By Christopher Thompson and Neil Unmack
LONDON (Reuters Breakingviews) - Card players can bluff by raising the stakes to induce their opponents to fold. The European Commission played a similar hand on Thursday when it released plans to manage the fallout if the UK can’t agree a Brexit deal with the EU. The proposal looks unrealistic, but it still gives the bloc negotiating leverage and could damage London.
The commission sooner or later had to act. Take derivatives as an example: Some $60 trillion of contracts transacted by EU banks in London could become functionally void in a no-deal Brexit scenario, because they would no longer involve an EU counterparty after March 2019. The Bank of England had already taken steps to tackle this problem.
But the European Commission’s crisis plans represents the bare minimum. It has given banks just a year to find alternative EU clearing houses as well as to shift more esoteric contracts. The deadline look implausible. Each contract will need client approval before being transferred. The Bank of England reckons that an average London-based broker dealer would need to seek approval from around 4,000 derivative clients and maybe 20,000 related parties.

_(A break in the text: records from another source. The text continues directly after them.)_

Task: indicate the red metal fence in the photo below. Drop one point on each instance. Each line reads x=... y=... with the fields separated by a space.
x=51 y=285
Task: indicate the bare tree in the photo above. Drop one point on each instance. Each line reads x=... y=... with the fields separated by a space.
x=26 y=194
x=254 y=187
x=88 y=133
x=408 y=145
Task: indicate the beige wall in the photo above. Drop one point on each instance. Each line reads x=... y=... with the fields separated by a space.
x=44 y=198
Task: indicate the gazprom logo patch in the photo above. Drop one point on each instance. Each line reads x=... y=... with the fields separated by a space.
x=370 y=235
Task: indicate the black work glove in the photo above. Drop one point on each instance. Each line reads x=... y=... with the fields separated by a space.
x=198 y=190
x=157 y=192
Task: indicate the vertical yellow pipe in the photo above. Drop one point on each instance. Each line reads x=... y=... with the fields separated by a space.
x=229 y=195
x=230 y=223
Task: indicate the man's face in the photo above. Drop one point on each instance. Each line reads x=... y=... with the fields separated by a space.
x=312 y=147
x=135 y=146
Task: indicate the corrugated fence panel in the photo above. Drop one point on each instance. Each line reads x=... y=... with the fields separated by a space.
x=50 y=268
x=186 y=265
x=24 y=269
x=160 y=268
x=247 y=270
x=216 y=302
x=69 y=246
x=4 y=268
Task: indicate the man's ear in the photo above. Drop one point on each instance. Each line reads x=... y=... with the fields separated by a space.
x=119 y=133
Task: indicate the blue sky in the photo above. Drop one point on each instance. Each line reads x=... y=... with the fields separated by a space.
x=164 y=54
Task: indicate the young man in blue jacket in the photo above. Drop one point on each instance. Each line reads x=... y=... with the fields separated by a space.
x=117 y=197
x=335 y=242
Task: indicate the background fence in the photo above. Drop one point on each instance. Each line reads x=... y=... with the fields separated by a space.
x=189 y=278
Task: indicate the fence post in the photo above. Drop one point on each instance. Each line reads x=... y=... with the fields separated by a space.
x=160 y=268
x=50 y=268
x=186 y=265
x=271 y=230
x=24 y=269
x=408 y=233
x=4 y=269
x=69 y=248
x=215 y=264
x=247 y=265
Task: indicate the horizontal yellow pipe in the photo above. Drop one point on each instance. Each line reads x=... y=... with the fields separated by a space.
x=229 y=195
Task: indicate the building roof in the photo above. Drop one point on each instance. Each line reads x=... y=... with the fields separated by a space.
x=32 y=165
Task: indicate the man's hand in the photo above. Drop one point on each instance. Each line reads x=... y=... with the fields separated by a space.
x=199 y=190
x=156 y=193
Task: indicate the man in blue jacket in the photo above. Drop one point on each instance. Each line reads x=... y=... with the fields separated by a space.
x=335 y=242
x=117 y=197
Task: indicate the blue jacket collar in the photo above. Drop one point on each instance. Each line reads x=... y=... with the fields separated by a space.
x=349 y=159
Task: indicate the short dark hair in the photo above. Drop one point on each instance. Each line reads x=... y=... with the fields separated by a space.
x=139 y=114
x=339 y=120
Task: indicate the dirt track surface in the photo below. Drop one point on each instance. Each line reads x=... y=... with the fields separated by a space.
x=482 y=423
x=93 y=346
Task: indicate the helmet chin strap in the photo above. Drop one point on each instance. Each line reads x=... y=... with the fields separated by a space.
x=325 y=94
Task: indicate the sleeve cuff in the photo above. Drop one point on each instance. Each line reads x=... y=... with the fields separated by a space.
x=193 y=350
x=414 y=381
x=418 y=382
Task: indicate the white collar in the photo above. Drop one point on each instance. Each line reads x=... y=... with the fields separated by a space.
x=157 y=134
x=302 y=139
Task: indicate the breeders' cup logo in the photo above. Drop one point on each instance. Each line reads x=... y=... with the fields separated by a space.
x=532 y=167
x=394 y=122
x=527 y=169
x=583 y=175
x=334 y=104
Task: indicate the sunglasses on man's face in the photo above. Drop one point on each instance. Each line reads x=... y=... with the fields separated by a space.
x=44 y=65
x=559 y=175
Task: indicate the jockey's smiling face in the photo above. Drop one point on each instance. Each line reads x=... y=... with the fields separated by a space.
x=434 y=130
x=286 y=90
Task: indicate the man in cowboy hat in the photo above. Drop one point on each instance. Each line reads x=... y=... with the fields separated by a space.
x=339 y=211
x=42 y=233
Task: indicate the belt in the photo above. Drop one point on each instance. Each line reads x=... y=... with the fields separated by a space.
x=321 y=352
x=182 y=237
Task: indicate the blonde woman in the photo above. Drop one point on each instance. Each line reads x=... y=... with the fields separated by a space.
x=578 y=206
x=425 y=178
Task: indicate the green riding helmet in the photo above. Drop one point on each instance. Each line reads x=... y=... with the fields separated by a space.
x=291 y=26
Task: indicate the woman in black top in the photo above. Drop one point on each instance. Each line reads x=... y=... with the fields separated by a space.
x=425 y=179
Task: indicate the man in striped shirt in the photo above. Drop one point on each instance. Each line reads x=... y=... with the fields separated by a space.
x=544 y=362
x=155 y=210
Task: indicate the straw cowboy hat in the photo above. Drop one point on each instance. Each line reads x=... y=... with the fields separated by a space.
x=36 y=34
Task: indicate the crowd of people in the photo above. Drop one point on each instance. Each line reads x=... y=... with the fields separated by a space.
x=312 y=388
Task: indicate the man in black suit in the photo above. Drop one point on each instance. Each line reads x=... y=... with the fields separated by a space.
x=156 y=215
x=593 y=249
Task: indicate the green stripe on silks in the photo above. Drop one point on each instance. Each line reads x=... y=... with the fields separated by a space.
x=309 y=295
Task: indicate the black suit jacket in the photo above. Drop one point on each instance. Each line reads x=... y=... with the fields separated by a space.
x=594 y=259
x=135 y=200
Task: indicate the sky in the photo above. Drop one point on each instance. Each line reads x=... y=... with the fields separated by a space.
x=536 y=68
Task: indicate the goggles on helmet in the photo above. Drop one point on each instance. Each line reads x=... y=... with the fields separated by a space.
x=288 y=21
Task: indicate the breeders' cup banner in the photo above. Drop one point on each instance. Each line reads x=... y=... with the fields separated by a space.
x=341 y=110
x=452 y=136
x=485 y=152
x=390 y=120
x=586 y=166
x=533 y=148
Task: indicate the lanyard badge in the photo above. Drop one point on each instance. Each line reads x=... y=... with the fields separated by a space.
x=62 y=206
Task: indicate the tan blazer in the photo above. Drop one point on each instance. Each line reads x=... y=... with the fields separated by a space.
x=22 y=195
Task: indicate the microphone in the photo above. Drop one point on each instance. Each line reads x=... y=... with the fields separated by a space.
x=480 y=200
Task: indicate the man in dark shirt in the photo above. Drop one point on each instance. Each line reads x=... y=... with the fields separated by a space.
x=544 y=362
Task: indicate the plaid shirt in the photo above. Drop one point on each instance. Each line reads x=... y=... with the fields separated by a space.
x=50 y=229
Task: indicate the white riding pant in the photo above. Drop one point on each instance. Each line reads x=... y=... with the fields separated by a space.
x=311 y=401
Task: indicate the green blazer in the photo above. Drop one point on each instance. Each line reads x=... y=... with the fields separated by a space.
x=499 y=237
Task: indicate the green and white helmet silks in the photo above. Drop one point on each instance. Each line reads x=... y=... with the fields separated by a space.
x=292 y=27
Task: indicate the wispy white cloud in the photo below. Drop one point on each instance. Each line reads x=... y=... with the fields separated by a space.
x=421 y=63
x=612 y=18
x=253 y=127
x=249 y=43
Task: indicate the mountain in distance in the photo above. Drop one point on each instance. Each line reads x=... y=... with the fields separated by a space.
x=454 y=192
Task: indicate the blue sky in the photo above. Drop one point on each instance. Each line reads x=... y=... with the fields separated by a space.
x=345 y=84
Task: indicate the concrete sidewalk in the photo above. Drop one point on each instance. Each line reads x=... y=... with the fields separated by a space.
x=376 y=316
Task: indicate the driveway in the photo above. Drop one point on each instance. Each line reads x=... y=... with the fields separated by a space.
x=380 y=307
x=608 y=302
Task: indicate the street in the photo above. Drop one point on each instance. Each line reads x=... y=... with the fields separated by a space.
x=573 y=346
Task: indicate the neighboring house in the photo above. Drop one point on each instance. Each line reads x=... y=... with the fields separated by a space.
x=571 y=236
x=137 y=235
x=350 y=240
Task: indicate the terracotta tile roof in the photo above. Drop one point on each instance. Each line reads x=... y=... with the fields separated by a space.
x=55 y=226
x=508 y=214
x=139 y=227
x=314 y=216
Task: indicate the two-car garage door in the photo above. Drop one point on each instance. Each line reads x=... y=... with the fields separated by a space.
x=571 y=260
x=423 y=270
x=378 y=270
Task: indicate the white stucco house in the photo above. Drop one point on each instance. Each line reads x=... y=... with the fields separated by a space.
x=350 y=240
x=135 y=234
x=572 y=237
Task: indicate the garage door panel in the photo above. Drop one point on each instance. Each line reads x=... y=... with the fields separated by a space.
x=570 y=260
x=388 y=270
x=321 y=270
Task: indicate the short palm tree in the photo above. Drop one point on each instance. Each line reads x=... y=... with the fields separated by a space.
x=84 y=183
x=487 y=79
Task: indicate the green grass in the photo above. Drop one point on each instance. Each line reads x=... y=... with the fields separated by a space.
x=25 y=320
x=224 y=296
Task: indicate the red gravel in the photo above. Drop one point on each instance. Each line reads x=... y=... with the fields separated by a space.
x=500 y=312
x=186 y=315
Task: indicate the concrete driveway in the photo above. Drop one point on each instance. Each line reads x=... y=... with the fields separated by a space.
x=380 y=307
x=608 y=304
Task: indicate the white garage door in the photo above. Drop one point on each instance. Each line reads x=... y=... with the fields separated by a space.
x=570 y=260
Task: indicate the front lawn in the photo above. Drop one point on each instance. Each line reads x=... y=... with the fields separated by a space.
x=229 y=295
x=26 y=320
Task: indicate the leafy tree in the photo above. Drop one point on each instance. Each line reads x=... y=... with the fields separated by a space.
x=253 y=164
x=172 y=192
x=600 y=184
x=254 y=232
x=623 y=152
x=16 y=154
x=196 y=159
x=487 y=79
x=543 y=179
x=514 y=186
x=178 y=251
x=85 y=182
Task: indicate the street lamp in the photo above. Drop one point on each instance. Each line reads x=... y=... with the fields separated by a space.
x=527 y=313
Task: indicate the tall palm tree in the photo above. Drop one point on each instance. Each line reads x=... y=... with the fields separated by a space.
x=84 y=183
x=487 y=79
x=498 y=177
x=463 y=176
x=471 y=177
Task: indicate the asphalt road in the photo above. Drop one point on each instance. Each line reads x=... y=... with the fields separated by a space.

Yet the move still carries weight. For one, the threat of potential financial catastrophe will remain, giving Brussels a stick with which to beat the UK government in future negotiations. The tight deadline will also force banks to hurry up shifting contracts to the continent.
That process could still take years. But the end result will be bad for London. The more exposures are moved to the EU, the more inefficient the market will become, as international banks that do business in both Europe and London will need to hold separate pools of capital, and won’t be able to offset risk and collateral between them. Over time, even non-EU business may shift to the continent. And the more risk is transferred, the more European regulators will push to have traders and senior bankers based there, too.
Some of these risks remain hypothetical and could disappear if the UK and EU can reach a deal that includes financial services. Yet the longer banks have to prepare for the prospect of a cliff-edge Brexit, the more their response could become a reality.